I work with large data matrices (Nrow x Ncol) that are too large to hold in memory. Instead, it is standard in my area of ββwork to store data in a binary file. Due to the nature of the work, I only need to access 1 column of the matrix at a time. I should also be able to modify the column and then save the updated column back to the binary. So far, I have managed to figure out how to save the matrix as a binary file and how to read 1 'column' of the matrix from the binary file into memory. However, after editing the contents of the column, I cannot figure out how to save this column in a binary file.
As an example, suppose the data file is a 32-bit identification matrix that has been stored on disk.
Nrow = 500 Ncol = 325 data = eye(Float32,Nrow,Ncol) stream_data = open("data","w") write(stream_data,data[:]) close(stream_data)
Reading the entire file from disk and then rebuilding it back into the matrix are simple:
stream_data = open("data","r") data_matrix = read(stream_data,Float32,Nrow*Ncol) data_matrix = reshape(data_matrix,Nrow,Ncol) close(stream_data)
As I already said, the data matrices I work with are too large to be read into memory, and as a result, the code written above is usually impossible.
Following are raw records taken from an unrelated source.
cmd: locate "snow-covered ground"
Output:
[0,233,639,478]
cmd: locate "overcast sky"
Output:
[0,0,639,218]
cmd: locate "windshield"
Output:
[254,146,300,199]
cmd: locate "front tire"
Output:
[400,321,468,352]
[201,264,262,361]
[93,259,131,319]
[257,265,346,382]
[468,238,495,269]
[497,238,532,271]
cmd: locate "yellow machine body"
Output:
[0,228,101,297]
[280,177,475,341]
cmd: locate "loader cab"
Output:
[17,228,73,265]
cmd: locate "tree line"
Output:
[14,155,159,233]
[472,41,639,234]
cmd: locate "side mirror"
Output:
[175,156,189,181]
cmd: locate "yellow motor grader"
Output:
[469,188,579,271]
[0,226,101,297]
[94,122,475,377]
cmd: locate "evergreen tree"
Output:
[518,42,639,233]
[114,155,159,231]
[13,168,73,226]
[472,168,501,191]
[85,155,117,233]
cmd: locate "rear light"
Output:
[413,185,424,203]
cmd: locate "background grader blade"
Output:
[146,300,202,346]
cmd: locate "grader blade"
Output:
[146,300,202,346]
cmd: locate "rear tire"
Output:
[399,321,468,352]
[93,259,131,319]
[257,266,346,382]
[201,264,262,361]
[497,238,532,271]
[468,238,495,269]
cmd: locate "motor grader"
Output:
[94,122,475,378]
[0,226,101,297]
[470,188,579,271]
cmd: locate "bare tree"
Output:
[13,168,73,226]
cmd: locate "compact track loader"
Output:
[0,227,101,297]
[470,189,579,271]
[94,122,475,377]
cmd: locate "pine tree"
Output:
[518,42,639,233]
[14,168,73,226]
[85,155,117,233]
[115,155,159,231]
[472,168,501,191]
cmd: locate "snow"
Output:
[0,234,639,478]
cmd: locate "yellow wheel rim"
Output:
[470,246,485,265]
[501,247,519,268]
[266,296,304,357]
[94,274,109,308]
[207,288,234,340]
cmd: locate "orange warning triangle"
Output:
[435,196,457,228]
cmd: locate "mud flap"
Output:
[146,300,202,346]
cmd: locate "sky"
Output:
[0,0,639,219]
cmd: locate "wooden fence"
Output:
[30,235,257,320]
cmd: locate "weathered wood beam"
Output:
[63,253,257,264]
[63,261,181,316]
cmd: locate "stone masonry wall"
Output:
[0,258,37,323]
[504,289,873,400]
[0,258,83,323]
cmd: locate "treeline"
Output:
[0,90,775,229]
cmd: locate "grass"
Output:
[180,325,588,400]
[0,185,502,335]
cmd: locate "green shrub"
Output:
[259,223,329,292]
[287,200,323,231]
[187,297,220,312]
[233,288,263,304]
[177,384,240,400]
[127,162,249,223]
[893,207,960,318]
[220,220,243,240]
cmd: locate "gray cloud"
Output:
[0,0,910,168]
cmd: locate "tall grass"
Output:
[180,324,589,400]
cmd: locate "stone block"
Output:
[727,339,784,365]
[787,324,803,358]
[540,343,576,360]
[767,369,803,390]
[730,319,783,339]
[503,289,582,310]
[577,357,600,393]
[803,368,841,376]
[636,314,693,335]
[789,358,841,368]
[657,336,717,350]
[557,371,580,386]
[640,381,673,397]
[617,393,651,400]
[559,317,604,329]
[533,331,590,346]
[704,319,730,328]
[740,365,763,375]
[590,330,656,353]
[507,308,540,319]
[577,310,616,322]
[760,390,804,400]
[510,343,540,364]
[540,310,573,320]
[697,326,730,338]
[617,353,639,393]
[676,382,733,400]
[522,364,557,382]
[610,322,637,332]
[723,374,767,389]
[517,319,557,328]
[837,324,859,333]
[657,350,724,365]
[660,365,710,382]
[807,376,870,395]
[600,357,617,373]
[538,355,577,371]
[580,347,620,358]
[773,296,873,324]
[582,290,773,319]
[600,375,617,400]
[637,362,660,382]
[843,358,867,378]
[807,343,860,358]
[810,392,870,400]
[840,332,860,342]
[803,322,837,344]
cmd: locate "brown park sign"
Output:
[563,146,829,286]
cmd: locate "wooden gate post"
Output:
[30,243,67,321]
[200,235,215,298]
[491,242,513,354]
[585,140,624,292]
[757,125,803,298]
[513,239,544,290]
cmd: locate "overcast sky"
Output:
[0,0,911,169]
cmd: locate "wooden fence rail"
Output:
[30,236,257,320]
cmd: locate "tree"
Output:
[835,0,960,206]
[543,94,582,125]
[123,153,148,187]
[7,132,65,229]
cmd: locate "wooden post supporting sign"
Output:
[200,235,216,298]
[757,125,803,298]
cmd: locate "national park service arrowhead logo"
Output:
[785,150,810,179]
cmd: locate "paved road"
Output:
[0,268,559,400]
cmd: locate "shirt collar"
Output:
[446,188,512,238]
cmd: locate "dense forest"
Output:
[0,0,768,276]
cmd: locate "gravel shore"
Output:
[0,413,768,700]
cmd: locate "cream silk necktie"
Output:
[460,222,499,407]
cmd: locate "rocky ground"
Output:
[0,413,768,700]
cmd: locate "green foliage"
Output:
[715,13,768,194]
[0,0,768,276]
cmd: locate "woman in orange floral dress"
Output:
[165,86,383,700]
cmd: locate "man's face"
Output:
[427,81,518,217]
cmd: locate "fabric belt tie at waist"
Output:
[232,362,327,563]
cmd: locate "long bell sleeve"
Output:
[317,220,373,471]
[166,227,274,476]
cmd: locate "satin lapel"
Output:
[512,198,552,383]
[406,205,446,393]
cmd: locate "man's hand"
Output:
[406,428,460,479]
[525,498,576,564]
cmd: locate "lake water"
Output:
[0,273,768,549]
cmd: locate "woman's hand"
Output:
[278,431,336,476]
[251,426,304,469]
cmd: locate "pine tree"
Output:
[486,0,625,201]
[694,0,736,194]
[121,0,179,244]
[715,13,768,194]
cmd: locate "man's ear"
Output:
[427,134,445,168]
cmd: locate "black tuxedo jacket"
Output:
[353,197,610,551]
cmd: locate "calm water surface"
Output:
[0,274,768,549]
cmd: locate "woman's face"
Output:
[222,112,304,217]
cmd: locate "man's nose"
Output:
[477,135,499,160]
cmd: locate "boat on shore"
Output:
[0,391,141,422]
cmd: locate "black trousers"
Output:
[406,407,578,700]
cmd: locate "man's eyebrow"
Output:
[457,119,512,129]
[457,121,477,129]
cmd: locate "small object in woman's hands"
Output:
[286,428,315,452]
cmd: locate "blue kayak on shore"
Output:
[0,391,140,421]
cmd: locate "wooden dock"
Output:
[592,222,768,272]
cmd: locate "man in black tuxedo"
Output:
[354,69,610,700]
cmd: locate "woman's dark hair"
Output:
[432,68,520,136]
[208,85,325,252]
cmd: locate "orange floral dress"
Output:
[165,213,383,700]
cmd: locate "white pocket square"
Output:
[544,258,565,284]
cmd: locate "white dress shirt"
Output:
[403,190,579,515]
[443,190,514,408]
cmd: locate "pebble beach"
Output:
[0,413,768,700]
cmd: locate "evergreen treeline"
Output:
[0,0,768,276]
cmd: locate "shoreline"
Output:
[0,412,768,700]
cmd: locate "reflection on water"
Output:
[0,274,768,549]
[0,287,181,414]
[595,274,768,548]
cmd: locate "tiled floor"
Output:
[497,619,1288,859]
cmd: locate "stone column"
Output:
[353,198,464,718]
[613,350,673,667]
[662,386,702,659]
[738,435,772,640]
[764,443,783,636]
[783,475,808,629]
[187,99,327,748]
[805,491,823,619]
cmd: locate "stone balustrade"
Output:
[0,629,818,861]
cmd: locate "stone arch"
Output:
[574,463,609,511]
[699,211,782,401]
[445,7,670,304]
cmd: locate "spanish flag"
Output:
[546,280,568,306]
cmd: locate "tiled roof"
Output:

Instead, I need to work with 1 column at a time. Below is a solution for reading 1 column (for example, the 7th column) of a matrix into memory:
icol = 7 stream_data = open("data","r") position_data = 4*Nrow*(icol-1) seek(stream_data,position_data) data_col = read(stream_data,Float32,Nrow) close(stream_data)
Please note that the coefficient "4" in the variable "position_data" is due to the fact that I am working with Float32. Also, I don't quite understand what the seek command does here, but it seems to give me the correct result based on the following tests:
data == data_matrix # true data[:,7] == data_col # true
To solve this problem, let's say I determined that a loaded column (i.e. the 7th column) needs to be replaced with zeros:
data_col = zeros(Float32,size(data_col))
Now the problem is figuring out how to save this column in a binary without affecting any other data. Naturally, I intend to use "write" to complete this task. However, I am not quite sure how to proceed. I know that I need to start by opening the data stream; however, I'm not sure which mode I should use: "w", "w +", "a" or "a +"? Here is a failed attempt using "w":
icol = 7 stream_data = open("data","w") position_data = 4*Nrow*(icol-1) seek(stream_data,position_data) write(stream_data,data_col) close(stream_data)
The original binary (before my unsuccessful attempt to edit the binary) took 650,000 bytes on disk. This is consistent with the fact that the matrix is ββ500x325 in size, and Float32 numbers occupy 4 bytes (i.e. 4 * 500 * 325 = 650,000). However, after my attempt to edit the binary, I noticed that the binary now only takes up 14,000 bytes of space. Some quick mental math data shows that 14,000 bytes correspond to 7 data columns (4 * 500 * 7 = 14000). A quick check confirms that the binary replaced all the original data with a new 500x7 matrix and whose elements are all zeros.
stream_data = open("data","r") data_new_matrix = read(stream_data,Float32,Nrow*7) data_new_matrix = reshape(data_new_matrix,Nrow,7) sum(abs(data_new_matrix))
What do I need to do / change to modify only the 7th column in the binary?